The FT reports that the messaging app will stop gathering the location data of younger European teens. A spokesperson for the company told the newspaper it will generally no longer process any data that might require parental consent. Although the company also said Snapchat does not intent to put an outright bar on 13-year-olds signing up to its service.

The latter decision stands in contrast to a move by Facebook-owned WhatsApp, which earlier this week revealed it’s raising its minimum user age to 16 for European users, also as a GDPR compliance step — although WhatsApp did not detail any plans to actively enforce this new limit, i.e. beyond asking users to state they are over 16.

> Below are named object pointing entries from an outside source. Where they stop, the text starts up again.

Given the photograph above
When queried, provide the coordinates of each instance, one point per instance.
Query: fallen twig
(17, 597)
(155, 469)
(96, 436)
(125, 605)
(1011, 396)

GDPR includes a new provision on children’s personal data, setting a 16-year-old age limit on kids’ ability to consent to their data being processed. Although Member States can choose to derogate from this (and some have) by writing a lower age limit into their laws.

The hard cap is set at 13-years-old — making that the defacto standard for children to be able to sign up to digital services.

The new privacy framework will apply in just over a month’s time.

In an FAQ on its website related to GDPR compliance and obtaining parental consent for users under the age of 16, Snap writes: “To the extent Snap relies on consent to process personal data of users between 13 and 16, we will make the reasonable efforts required to confirm that consent has been given by someone who holds parental responsibility while respecting the need to minimize further data collection.”

We’ve reached out to Snap to ask whether it will be entirely disabling Snap Map for under-16s in the region. It’s possible the company might try to come up with a compromise that obfuscates under-16s’ location on the map, although any such move would undermine the utility of the feature — and may not entirely assuage privacy concerns related to it either.

The level of detail on Snap Map has been flagged as a major privacy concern, because it can show the precise location of users (the location only updates when the app is open). It can even detail activities — such as showing a person is in a car or at an airport. Even Snapchat users colloquially refer to the feature as a tool to “stalk” their friends.

And while users do need to opt in to share their location, the Snap Map feature was actively pushed out as a new feature notification when it launched — meaning the company actively solicited opt-ins from users.

Once Snap Map has been enabled, there are controls which enable users to switch on a so-called ‘ghost mode’ — which removes their location-pinpointed avatar from the map. However some users have reported that subsequent updates to the app can disable this setting — rendering them visible again, and meaning they would need to notice that and revisit the setting to switch invisibility back on.

Users can also choose to share their location with a certain sub-set of friends, rather than with all their friends. However there is also a public version of Snap Map where Stories that users have shared publicly at a particular location can be viewed by anyone using the Internet, even if they’re not themselves a Snapchat user.

The social map feature was inspired by a similar offering made by French startup, Zenly . Snap later acquired the startup for between $250M and $350M — although Zenly’s own social map was left to run independently.

Zenly’s current privacy policy makes not mention of GDPR — citing only French DP law at this stage — and it’s not clear whether it will also be amending its data collection practices to comply with the regulation when it comes into force in a month’s time.

We’ve also reached out to the team with questions. The current minimum age for usage of its app is 13.